(urth) PEACE: the source story

Christopher Keiser slowalrus at gmail.com
Mon Jun 1 20:21:47 PDT 2009


>The first time through that story, my head asploded as well, until I
>looked up the dates and realized that _The King in Yellow_ had
>borrowed the names like Hyades and Carcosa from this story, rather
>than some other avenue of influence.

>The second time, I don't really see any smoking gun. There must surely
>have been other stories where the narrator is a ghost who finally
>realizes his spectral nature; just off the top of my head, I'm sure
>there was a _Twilight Zones_ episode like that. Do we have any
>connection beside the generic ghostly narrator?

- --
gwern

That is certainly an honest request, considering Gene Wolfe.

1. Hoseib Alar Robardin finds his grave entangled in the roots of a tree.

2. The narrator does not know that he is dead.

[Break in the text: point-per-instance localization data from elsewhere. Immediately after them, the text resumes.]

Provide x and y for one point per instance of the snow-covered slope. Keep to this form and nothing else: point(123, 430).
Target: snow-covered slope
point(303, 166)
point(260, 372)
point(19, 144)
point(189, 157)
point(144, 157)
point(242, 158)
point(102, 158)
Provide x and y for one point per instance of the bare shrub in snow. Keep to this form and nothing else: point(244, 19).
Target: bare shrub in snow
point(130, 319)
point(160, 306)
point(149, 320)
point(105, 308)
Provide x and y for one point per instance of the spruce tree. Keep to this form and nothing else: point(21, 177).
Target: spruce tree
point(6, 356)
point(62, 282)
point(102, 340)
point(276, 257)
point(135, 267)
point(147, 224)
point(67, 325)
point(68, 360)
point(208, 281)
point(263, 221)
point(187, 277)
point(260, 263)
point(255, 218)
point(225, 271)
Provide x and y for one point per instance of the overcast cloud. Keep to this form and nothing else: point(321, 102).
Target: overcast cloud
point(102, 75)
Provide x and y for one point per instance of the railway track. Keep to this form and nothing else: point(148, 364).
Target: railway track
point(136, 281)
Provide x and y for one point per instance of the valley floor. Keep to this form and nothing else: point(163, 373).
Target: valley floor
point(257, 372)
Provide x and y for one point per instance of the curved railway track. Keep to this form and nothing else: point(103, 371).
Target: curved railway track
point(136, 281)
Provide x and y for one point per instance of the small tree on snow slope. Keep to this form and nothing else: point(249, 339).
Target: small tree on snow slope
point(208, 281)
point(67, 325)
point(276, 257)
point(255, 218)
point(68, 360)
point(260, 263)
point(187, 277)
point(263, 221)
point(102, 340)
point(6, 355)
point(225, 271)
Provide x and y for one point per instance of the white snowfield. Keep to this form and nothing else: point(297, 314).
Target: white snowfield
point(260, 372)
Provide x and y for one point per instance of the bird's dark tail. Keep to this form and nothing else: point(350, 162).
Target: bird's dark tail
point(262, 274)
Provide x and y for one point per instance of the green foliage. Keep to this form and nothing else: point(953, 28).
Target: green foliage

3. Obviously, The inclusion of the _Morryster's Marvells of Science_
shows that Wolfe is familar with Bierce (of course, is there anything
with which he isn't familiar?).  The inclusion of the three mythos
tomes, (Bierce, Lovecraft and Bloch), another substrata of the novel,
displays more than a passing fancy regarding authors borrowing
fictional books from each other, and thereby strengthening their
'reality'.

4. The motif  "all are dead, all is gone, I am alone" is repeated many
times in _PEACE_.

5. Savages now inhabit the world  ... Iroquois inherit Cassionsville
after Blaine dies

6.  "I continued, 'I am ill and lost. Direct me, I beseech you, to
Carcosa.' ... very similar to Weer's conversations with many
characters.

7. And the smoking gun ...

"A chorus of howling wolves saluted the dawn. I saw them sitting on
their haunches, singly and in groups, on the summits of irregular
mounds and tumuli filling a half of my desert prospect and extending
to the horizon. And then I knew that these were ruins of the ancient
and famous city of Carcosa."

Gene Wolfe is obviously his own grandfather, and has traveled back in
time, influencing Ambrose to include the image of Wolf in his short
story, so that a young Wolf may appropriate it for his first novel.
;-)

Seriously, I think I will reread _PEACE_ again, find perhaps some textual proof.